Mengawali
tahun yang ke sepuluh, dengan tambahan satu cabang baru tentu saya bergembira,
puas rasanya, sekalipun saya tahu bahwa ini berbahaya. Saya merasa puas karena
memperoleh tantangan baru, seperti seorang anak mendapat mainan baru. Tapi
sekaligus berbahaya karena setiap kali saya mengawali usaha baru seperti
memasuki gelanggang pertandingan yang saya tidak pernah tahu akan berhasil atau
tidak.
Namanya pertandingan, kita tentu bisa kalah, tapi saya tetap merasa gembira karena telah mencapai niatan. Niatan melahirkan sebuah cabang baru. Orang sering salah duga bahwa saya dapat menjamin setiap usaha baru yang saya lakukan akan selalu sukses. Memang ada kenaikan kelas dari dua cabang menjadi tiga. Logika kenaikan kelas ini sering dipandang sebagai kenaikan segala-galanya.
Itulah
kenapa banyak orang yang syukuran jika naik jabatan, naik status dan naik
golongan. Hajat ini bisa dipahami sebagai rasa syukur atas pangkat baru,
pencapaian baru dan rejeki baru. Kenaikan itu tidak pernah dipahami dalam
pengertian sungguh-sungguh sebagai ketertekanan baru, penderitaan baru, dan
tanggung jawab baru.
Bagaimana
tidak ? Setelah membuka sebuah cabang baru, maka saya punya persoalan baru,
punya tanggung jawab baru untuk menyukseskannya. Saya hanya akan menderita jika
bengkel cabang itu sepi pengunjung. Saya akan tertekan jika target penjualannya
tidak tercapai. Apalagi jika saya harus menanggung rugi karena biaya lebih
besar daripada keuntungan.
Bahkan
kenaikan kelas itu jika tak disikapi dengan tepat, bisa menjatuhkan. Padahal
jika jatuh dari ketinggian tentu sakit, semakin tinggi kenaikan akan membanting
kita semakin keras. Kita sering melihat tentang manusia yang kemalangannya
bertepatan dengan kenaikannya. Belum rampung mereka bergembira menyelenggarakan
syukuran, pada saat yang sama musibah mengintip di balik jendela.
Banyak
orang tidak kuat memenuhi tuntutan naik kelas itu, akhirnya menuai musibah di
saat sedang menanjak hidupnya. Musibah itu bisa dikarenakan gagalnya menyangga
jabatan, terbongkarnya aib sampai penyalahgunaan kekuasaan. Orang Jawa bilang,
ora kuat derajat. Apakah kenaikan kelas akan selalu menimbulkan akibat-akibat
yang mengerikan semacam itu ?
Sepanjang
berada di tangan orang yang kuat dan tepat, tentu tidak akan berakibat
demikian. Bagi orang semacam itu, kenaikan adalah kenaikan profesi. Orang itu
dengan mudah akan menyesuaikan profesi barunya dengan bersikap profesional.
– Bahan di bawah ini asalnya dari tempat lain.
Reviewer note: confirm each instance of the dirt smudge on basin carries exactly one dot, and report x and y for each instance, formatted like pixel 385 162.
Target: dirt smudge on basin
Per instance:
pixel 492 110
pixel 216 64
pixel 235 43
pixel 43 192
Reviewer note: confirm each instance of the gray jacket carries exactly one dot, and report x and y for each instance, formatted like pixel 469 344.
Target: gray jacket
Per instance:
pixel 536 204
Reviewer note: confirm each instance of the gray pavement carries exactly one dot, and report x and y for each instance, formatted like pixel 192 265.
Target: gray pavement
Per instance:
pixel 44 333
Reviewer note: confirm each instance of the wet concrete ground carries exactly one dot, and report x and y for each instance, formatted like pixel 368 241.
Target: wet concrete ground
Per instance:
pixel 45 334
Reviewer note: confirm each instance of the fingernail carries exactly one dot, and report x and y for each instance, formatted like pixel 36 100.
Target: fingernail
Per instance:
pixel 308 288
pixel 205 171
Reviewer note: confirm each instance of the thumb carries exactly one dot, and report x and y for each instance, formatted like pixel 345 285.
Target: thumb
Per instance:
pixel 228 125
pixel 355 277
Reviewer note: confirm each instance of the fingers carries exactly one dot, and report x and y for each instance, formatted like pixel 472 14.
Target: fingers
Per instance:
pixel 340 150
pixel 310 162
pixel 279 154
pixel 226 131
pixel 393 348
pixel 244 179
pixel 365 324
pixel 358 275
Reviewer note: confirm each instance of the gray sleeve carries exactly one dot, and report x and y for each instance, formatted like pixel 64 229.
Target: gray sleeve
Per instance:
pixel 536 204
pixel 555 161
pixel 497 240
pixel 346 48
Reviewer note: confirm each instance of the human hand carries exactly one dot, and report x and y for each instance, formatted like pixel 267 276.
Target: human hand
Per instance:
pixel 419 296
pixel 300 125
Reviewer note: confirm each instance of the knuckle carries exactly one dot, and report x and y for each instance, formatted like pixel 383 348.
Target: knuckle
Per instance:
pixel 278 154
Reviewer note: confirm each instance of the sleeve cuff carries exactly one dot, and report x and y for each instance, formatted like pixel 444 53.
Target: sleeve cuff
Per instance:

Kelasnya meningkat, kualitasnya juga meningkat setara dengan kenaikannya.
Maka,
kenaikan kelas itu selain wajib kita syukuri juga perlu kita waspadai dan
kemudian kita sikapi dengan sebaik-baiknya. Karena banyak orang ingin lebih
sukses, tapi tidak memantaskan diri untuk menjadi lebih sukses, ingin lebih
mulia tanpa pernah benar-benar memiliki derajat kemuliaan yang sesungguhnya.
Memantaskan diri itulah tugas kita.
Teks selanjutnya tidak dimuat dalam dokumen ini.